Once empowered with the understanding that my feelings are entirely in my control and not dependent on your Feature Set, I then get to make choices about commitments; about working through problems together or moving apart.

Very empowered. Not terribly "romantic"? What about that nifty, soaring "in love" kinda feeling? Sure, I still believe in that. But the fact is, it's a quantifiable biochemical process. We know what it is and how to create it.
(see part II, an accounna I tend to be verbose)

Re: Pt 1: what decides who loves whom?

Date: 2004-05-02 07:08 pm (UTC)
From: [identity profile] flwyd.livejournal.com
I certainly intended nothing resembling #2, so if I implied it, I'll blame my lack of sleep. I'll be the first to proclaim you can be in love but not together.

As for your other running theme of "my feelings are entirely in my control," history and art beg to differ. Even though it would often be extremely beneficial, most people have trouble deciding to start or stop being in love with someone. It doesn't seem to be the sort of thing we have conscious control over.
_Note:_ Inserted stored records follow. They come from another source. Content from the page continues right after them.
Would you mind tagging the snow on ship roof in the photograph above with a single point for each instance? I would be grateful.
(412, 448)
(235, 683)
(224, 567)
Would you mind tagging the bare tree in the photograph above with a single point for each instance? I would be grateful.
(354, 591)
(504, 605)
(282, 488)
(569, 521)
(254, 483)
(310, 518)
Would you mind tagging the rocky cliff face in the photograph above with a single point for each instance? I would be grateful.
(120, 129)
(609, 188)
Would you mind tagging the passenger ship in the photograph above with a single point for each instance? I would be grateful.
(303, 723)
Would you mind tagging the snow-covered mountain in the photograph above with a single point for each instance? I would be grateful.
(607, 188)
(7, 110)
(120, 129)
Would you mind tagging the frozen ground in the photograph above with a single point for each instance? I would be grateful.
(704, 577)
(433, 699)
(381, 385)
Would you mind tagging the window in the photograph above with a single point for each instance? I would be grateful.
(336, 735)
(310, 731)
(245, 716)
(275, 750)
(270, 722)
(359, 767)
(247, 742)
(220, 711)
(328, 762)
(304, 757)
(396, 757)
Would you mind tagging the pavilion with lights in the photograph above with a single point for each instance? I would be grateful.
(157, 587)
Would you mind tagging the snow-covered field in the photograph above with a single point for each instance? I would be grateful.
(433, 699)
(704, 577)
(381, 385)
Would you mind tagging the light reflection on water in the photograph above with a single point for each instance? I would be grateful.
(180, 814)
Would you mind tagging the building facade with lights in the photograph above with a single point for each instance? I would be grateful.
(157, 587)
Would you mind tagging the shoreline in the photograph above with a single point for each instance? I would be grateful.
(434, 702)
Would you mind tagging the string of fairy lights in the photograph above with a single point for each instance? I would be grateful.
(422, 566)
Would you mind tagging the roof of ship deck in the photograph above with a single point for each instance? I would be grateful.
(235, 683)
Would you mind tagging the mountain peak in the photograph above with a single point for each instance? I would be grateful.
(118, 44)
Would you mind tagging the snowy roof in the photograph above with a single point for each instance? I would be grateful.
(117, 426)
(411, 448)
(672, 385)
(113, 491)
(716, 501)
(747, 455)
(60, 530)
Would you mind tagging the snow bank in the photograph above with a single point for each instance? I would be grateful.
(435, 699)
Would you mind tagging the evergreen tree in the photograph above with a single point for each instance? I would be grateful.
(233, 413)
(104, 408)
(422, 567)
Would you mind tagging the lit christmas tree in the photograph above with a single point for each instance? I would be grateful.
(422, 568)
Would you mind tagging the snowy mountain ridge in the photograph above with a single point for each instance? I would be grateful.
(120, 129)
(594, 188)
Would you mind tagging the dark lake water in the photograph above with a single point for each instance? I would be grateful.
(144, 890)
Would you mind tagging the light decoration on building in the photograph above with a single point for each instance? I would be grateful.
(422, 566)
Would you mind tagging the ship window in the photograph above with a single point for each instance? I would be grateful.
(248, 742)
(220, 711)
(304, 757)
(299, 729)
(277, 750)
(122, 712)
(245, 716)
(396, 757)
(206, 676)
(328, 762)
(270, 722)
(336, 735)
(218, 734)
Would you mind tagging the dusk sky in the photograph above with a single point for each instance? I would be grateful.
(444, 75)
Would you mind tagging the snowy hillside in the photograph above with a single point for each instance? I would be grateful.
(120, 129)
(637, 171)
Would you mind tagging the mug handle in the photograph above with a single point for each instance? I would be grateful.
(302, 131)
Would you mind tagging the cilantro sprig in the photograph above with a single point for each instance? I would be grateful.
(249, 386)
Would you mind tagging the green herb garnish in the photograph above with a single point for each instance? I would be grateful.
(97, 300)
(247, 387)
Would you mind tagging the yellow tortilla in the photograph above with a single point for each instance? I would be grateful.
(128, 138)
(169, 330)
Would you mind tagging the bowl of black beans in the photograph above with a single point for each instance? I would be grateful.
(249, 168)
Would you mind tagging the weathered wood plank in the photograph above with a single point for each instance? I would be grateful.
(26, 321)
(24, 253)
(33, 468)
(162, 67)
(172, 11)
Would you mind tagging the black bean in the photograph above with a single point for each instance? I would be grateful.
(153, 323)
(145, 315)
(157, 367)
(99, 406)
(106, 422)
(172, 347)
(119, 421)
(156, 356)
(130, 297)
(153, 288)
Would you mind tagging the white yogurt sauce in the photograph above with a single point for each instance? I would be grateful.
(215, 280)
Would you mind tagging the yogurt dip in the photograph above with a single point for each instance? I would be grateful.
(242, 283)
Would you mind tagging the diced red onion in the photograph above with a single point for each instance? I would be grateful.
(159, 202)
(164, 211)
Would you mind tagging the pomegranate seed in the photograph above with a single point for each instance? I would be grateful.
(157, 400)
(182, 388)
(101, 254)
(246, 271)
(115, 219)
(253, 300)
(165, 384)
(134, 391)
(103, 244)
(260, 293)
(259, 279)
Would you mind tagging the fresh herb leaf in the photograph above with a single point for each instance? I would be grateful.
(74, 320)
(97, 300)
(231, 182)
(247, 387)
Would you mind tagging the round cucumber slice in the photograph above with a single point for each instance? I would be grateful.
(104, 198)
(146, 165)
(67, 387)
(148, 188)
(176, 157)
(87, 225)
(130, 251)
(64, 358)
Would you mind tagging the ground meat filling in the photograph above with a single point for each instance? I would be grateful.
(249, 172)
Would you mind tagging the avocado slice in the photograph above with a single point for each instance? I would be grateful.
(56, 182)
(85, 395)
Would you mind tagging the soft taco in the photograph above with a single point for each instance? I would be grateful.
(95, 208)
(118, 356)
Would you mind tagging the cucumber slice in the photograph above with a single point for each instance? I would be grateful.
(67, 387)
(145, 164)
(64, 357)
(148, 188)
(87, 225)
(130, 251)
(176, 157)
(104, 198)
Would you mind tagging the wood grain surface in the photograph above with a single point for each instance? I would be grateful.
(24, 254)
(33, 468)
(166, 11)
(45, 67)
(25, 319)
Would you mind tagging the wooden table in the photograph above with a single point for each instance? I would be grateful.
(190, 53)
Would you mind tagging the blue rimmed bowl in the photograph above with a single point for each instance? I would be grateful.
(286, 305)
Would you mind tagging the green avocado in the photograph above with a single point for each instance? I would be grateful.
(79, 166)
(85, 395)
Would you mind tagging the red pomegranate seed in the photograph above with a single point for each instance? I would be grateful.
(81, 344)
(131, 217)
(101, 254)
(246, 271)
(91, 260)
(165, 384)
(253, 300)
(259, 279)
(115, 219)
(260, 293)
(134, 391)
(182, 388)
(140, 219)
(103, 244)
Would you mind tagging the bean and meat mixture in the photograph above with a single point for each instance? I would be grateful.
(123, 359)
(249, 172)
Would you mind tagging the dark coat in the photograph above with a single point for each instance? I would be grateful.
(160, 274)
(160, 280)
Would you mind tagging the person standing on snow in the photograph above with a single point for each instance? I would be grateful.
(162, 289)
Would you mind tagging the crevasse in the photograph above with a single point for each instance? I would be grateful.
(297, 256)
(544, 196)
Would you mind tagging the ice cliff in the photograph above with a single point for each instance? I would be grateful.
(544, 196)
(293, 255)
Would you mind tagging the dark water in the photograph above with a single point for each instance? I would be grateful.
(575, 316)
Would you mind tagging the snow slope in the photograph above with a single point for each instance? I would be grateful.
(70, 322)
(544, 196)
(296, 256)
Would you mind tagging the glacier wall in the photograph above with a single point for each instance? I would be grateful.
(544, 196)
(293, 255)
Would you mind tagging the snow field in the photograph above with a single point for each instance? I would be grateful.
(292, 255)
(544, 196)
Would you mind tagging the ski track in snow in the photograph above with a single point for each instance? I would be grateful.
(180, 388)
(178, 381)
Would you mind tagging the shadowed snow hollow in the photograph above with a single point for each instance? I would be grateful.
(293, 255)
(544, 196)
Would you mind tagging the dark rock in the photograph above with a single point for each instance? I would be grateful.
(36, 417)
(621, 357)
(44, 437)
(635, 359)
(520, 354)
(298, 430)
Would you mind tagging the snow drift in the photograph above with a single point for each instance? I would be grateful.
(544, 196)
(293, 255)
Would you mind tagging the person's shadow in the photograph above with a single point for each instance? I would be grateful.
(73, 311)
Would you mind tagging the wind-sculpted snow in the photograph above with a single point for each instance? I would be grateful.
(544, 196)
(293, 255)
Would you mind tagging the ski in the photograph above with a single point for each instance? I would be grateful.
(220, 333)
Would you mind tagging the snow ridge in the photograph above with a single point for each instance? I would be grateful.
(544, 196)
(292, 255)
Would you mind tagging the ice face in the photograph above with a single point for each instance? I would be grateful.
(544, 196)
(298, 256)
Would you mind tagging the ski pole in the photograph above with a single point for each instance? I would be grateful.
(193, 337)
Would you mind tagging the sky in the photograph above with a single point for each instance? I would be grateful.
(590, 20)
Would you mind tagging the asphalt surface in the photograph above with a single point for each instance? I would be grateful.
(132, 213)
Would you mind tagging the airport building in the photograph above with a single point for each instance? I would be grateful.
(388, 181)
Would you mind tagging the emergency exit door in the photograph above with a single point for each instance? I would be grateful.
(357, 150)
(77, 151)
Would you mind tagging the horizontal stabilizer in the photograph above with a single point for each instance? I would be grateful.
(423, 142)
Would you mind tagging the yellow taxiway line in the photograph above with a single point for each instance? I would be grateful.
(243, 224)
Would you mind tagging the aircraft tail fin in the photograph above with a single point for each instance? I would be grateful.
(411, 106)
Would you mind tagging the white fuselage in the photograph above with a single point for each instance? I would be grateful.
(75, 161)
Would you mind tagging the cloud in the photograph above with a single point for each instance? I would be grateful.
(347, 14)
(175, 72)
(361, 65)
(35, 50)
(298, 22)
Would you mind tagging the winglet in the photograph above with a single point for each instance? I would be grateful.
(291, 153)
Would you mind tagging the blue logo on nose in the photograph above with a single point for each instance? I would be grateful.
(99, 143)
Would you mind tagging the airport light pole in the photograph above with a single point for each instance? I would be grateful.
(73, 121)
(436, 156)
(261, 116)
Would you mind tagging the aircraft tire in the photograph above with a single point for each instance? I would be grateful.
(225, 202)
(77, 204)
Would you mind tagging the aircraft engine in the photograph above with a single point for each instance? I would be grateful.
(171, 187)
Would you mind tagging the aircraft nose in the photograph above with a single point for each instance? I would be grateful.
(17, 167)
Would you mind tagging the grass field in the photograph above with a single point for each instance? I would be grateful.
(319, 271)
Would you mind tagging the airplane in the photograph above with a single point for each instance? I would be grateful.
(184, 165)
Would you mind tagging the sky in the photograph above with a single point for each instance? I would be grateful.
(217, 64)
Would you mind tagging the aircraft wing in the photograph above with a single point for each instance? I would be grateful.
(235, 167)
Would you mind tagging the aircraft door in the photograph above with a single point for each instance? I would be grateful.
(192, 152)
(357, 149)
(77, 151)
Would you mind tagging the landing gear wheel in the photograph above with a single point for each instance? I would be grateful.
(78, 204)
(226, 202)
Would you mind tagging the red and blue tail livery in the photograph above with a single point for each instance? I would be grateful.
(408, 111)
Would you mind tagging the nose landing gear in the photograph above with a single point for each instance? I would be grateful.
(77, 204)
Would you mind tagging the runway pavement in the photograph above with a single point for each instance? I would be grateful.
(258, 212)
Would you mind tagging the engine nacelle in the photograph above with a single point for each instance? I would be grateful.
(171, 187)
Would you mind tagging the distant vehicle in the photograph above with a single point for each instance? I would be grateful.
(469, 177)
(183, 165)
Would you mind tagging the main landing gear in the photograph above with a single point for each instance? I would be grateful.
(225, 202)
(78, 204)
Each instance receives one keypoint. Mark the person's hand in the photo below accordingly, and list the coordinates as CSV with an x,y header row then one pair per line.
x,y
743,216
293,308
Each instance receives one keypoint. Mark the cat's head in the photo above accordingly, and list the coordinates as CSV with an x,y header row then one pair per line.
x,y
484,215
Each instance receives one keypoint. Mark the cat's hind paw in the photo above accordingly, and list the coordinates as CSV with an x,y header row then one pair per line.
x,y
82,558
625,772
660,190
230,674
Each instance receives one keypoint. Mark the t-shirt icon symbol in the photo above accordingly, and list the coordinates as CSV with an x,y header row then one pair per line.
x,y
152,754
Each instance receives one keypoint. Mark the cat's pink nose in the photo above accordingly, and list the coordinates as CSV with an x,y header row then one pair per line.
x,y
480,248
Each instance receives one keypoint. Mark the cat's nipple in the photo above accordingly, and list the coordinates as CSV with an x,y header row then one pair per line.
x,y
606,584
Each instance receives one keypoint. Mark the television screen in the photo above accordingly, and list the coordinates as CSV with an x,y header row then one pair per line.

I'll certainly argue that emotions are under a person's control, but those controls usually take the form of biochemical processes, deep and ancient psychological instincts, and learned non-conscious reactions. But if people had much control over their emotion of love, there would be a lot less whiny country music.

The problem of personal identity is this: Unconditional love is the idea that person X will love person Y no matter how person Y changes or what person Y does. But if everything changes about person Y -- from personality to gender to appearance to memories to position in the world -- is it really the same person?